# Convert MaskedLM model to a SequenceClassification model

In [2]:
from transformers import AutoModelForMaskedLM, AutoModelForSequenceClassification
from transformers import AutoTokenizer
import os

In [3]:
local_model_base_dir = '../../local_models/'

In [4]:
MaskedLM_model_path = local_model_base_dir + 'bert-base-uncased_MaskedLM_STR_option1_3B1_pretrained'
SeqClassification_model_path = local_model_base_dir + 'bert-base-uncased_MaskedLM_STR_option1_3B1_pretrained_SC'

In [4]:
if os.path.exists(SeqClassification_model_path):
    err = f"Error! Directory {SeqClassification_model_path} already exists!"
    raise Exception(err)

## Load as Masked LM and save as SequenceClassification model

In [5]:
print(f"Going to load the MaskedLM model from {MaskedLM_model_path} and convert it into a SequenceClassification \
model and save it at {SeqClassification_model_path}")

Going to load the MaskedLM model from ../../local_models/bert-base-uncased_MaskedLM_STR_option1_3B1_pretrained and convert it into a SequenceClassification model and save it at ../../local_models/bert-base-uncased_MaskedLM_STR_option1_3B1_pretrained_SC


In [6]:
# Load the models
model = AutoModelForSequenceClassification.from_pretrained(MaskedLM_model_path)
tokenizer = AutoTokenizer.from_pretrained(MaskedLM_model_path, use_fast=False, truncation=True)

Some weights of the model checkpoint at ../../local_models/bert-base-uncased_MaskedLM_STR_option1_3B1_pretrained were not used when initializing BertForSequenceClassification: ['cls.predictions.transform.dense.weight', 'cls.predictions.decoder.weight', 'cls.predictions.decoder.bias', 'cls.predictions.transform.LayerNorm.bias', 'cls.predictions.transform.LayerNorm.weight', 'cls.predictions.bias', 'cls.predictions.transform.dense.bias']
- This IS expected if you are initializing BertForSequenceClassification from the checkpoint of a model trained on another task or with another architecture (e.g. initializing a BertForSequenceClassification model from a BertForPreTraining model).
- This IS NOT expected if you are initializing BertForSequenceClassification from the checkpoint of a model that you expect to be exactly identical (initializing a BertForSequenceClassification model from a BertForSequenceClassification model).
Some weights of BertForSequenceClassification were not initialized f

In [7]:
# Save the models
model.save_pretrained(SeqClassification_model_path)
tokenizer.save_pretrained(SeqClassification_model_path)
print(f"Saved the SequenceClassification model at {SeqClassification_model_path}")
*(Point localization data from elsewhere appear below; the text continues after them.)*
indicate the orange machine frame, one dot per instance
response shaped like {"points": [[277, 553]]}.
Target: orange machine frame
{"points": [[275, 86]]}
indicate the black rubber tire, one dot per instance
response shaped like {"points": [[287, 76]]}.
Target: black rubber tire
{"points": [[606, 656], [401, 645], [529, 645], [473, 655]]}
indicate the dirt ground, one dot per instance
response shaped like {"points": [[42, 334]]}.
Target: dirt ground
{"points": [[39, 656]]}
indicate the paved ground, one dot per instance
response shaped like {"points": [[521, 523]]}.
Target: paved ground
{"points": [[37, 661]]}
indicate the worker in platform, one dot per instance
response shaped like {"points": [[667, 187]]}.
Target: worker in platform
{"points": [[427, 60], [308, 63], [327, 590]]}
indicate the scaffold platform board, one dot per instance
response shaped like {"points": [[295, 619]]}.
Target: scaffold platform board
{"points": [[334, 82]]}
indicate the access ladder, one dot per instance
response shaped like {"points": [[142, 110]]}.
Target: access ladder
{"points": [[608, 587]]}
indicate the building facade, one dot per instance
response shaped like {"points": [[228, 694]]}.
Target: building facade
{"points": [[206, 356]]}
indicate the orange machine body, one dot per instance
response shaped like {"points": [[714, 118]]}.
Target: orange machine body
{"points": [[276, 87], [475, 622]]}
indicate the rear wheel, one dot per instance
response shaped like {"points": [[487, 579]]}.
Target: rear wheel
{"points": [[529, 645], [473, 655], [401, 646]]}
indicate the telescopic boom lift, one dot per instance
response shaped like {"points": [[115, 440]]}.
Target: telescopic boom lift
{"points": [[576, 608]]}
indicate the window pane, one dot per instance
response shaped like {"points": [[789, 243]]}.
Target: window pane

Saved the SequenceClassification model at ../../local_models/bert-base-uncased_MaskedLM_STR_option1_3B1_pretrained_SC


## Test the tokenzer

In [20]:
# Test for MWE single-tokens
test_tokens = ["IDoffthebeatentrackID", "IDchapterandverseID", "IDjointheclubID", "IDtietheknotID"]

for token in test_tokens:
    assert tokenizer.tokenize(f'This is a {token}')[-1] == token.lower()
    test_sent = f'This is a {token}'
    print("Tokenized:", tokenizer.tokenize(test_sent))
    print("Encoded:", tokenizer.encode(test_sent.lower()))
    print()

print('\n')
print(f'SUCCESS!! The {SeqClassification_model_path} model has been updated with new tokens!!')

Tokenized: ['this', 'is', 'a', 'idoffthebeatentrackid']
Encoded: [101, 2023, 2003, 1037, 30522, 102]

Tokenized: ['this', 'is', 'a', 'idchapterandverseid']
Encoded: [101, 2023, 2003, 1037, 30530, 102]

Tokenized: ['this', 'is', 'a', 'idjointheclubid']
Encoded: [101, 2023, 2003, 1037, 30825, 102]

Tokenized: ['this', 'is', 'a', 'idtietheknotid']
Encoded: [101, 2023, 2003, 1037, 31366, 102]



SUCCESS!! The ../../local_models/bert-base-uncased_MaskedLM_STR_option1_3B1_pretrained_SC model has been updated with new tokens!!